The Swiss ball, or stability ball, is a large polyurethane and vinyl ball that has been used for some time by physical therapists to aid patients with the latter s neuro-development. The term "Swiss ball" was actually coined by American therapists who saw the ball being used in physical therapy clinics in Switzerland. I have found the Swiss ball to have many benefits for the strength athlete and I have incorporated its use in many of my clients 'workout programs.
Many serious strength athletes initially don't give Swiss balls a chance. I have been guilty of this hastiness in the past. Initially I had the impression the Swiss ball was just some new fad, such as the Thigh Master, that was yet another miracle gym contraption shown on late-night TV that is supposed to be the answer to everyone's fitness needs. My perception changed when my wife brought home a Swiss ball from a fitness seminar she had attended. This big, fat ball just kept staring at me in my training room each day when I did a workout. I thought that since the ball was just sitting there, I might as well find some use for it in my workouts.
I did some research on Swiss-ball training and was amazed to find numerous papers written on the use of Swiss balls in strength training. I began to add Swiss-ball training to my strength-training workouts and started to see measurable strength gains. Then I got some of my athletes to add the use of Swiss balls in their routines, and the results were phenomenal.
The effectiveness of Swiss-ball training lies in the ball s instability. Since the ball is unstable because of its shape, it allows for multiple-angle training and a greater range of motion (ROM). Training from different angles and with a greater ROM aids in the development of the neutralizer and stabilizer muscles. The neutralizer muscles are those that react to the actions of the primary muscles to provide a smooth, coordinated movement. For example, when you lift your arm to the side, the posterior and anterior deltoid muscles neutralize each other's rotational influence on the upper arm.

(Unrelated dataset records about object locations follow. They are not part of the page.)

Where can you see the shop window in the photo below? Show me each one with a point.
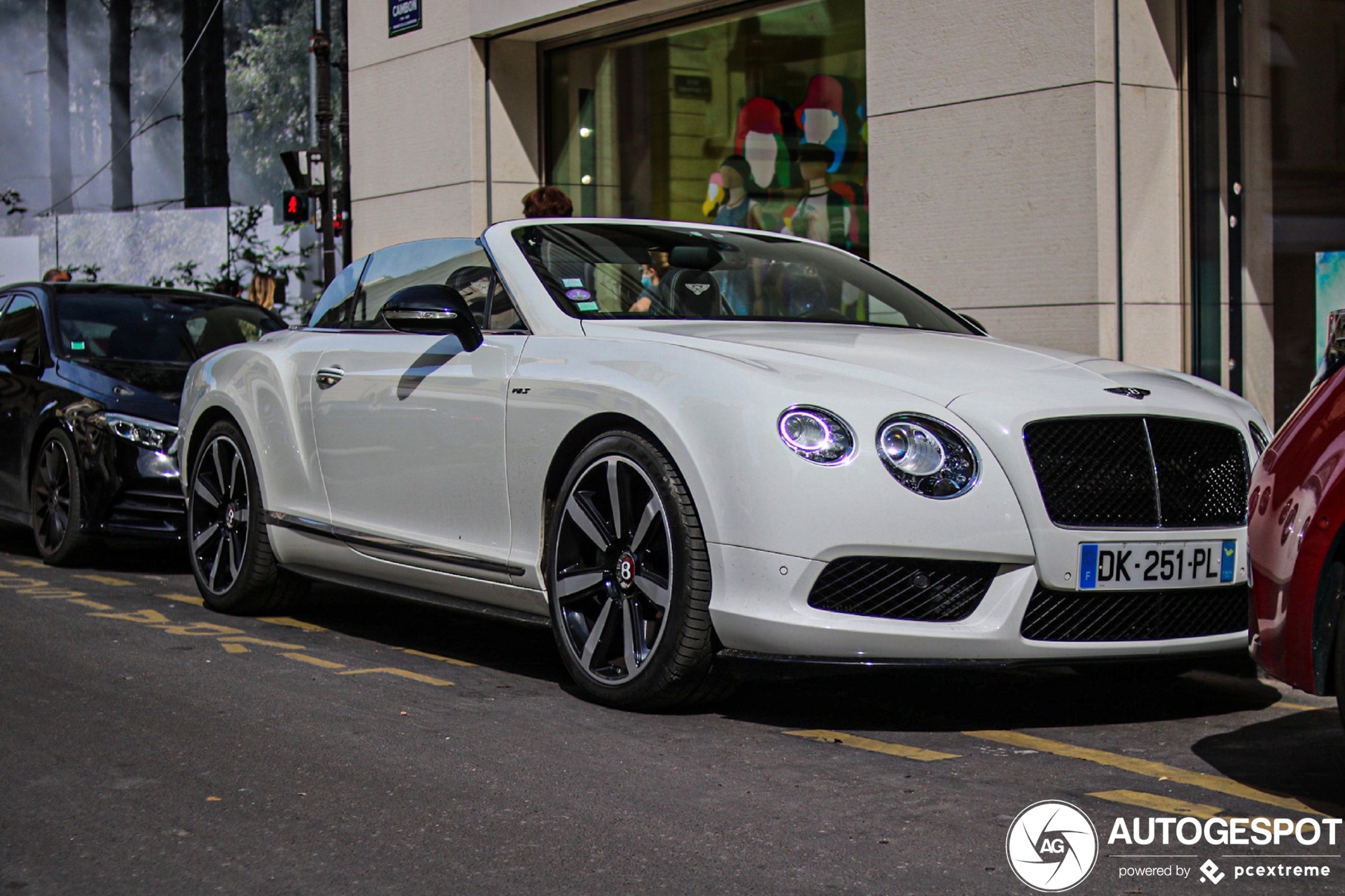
(750, 120)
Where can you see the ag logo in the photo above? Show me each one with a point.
(1051, 847)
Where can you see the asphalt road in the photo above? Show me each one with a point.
(369, 746)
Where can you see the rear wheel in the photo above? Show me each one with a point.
(629, 578)
(57, 500)
(230, 551)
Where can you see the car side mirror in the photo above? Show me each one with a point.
(432, 311)
(11, 352)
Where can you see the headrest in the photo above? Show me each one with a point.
(694, 293)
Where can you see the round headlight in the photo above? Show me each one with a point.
(926, 456)
(815, 435)
(911, 448)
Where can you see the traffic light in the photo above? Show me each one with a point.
(295, 207)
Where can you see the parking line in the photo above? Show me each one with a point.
(292, 624)
(92, 605)
(875, 746)
(1159, 804)
(103, 580)
(435, 656)
(185, 598)
(304, 657)
(1144, 767)
(244, 638)
(404, 673)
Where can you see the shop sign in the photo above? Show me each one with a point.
(402, 16)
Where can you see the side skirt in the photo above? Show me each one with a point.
(419, 595)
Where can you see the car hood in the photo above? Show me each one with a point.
(982, 379)
(141, 388)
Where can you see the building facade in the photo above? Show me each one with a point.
(1156, 180)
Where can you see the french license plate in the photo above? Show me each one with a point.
(1156, 565)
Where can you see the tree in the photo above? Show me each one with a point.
(119, 93)
(268, 89)
(205, 111)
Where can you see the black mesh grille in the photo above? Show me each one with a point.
(903, 589)
(1138, 472)
(1134, 616)
(1201, 472)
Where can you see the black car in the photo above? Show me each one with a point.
(91, 379)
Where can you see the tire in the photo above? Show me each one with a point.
(629, 580)
(56, 495)
(226, 533)
(1339, 663)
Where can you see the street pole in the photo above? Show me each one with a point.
(346, 242)
(322, 49)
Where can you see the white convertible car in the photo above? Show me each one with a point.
(677, 445)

The stabilizer muscles are the muscles that surround your joints and protect them from injuries. Machine training is a great example of training in which the stabilizer muscles don't develop. Most machines have a fixed axis. They don't force you to stabilize the weight in more than one axis. Even when doing free-weight exercises, a slight bit of cheating can underutilize stabilizer muscles. Following is an experiment you can perform in the gym to see the importance of stabilizer muscles. Do a one-to-two rep maximum squat on the Smith machine. Then try to do the same exercise freestanding, i.e. without the Smith machine. Make sure you have a few friends spotting you as chances are you won't be able to complete the squat as easily as you did with the Smith machine. The reason is that you don't need to use your stabilizer muscles on the squat with the Smith machine as you would with a freestanding squat. Trained stabilizer muscles produce stable joints that in turn allow one to apply more strength and power to their lifts.

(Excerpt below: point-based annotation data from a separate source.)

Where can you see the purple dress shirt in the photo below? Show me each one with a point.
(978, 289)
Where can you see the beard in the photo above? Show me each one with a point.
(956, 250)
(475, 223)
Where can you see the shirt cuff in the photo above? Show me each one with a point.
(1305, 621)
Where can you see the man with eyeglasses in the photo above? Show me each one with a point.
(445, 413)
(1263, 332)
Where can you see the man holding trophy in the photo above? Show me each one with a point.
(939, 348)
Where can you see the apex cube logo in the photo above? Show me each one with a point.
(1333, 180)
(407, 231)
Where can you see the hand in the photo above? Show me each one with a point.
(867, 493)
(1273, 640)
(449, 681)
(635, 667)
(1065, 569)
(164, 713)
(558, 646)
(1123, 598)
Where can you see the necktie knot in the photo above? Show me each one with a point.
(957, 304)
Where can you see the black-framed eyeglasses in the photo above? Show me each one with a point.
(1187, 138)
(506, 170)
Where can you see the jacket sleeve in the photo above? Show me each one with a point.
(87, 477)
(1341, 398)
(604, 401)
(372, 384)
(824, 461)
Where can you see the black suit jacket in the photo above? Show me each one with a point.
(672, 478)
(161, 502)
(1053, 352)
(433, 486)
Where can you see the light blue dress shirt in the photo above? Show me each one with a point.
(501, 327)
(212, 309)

Swiss-ball training also activates the nervous system to a large degree, resulting in functional strength gains. As you tax your nervous system to higher limits with multi-angle movements, you will find other stable movements relatively easier. You will have a greater reserve function available, giving you that extra edge.
Swiss-ball training has numerous advantages and should definitely be considered as a welcome addition to a well-rounded strength and conditioning routine. A number of books are available that describe the different exercises that can be done with Swiss balls. You will find almost any bodypart can be trained with a Swiss ball. The use of the Swiss ball in your routine will definitely improve your power, strength, flexibility, coordination and balance. In addition you will find this type of training will bring a new level of fun and stimulation to your workouts.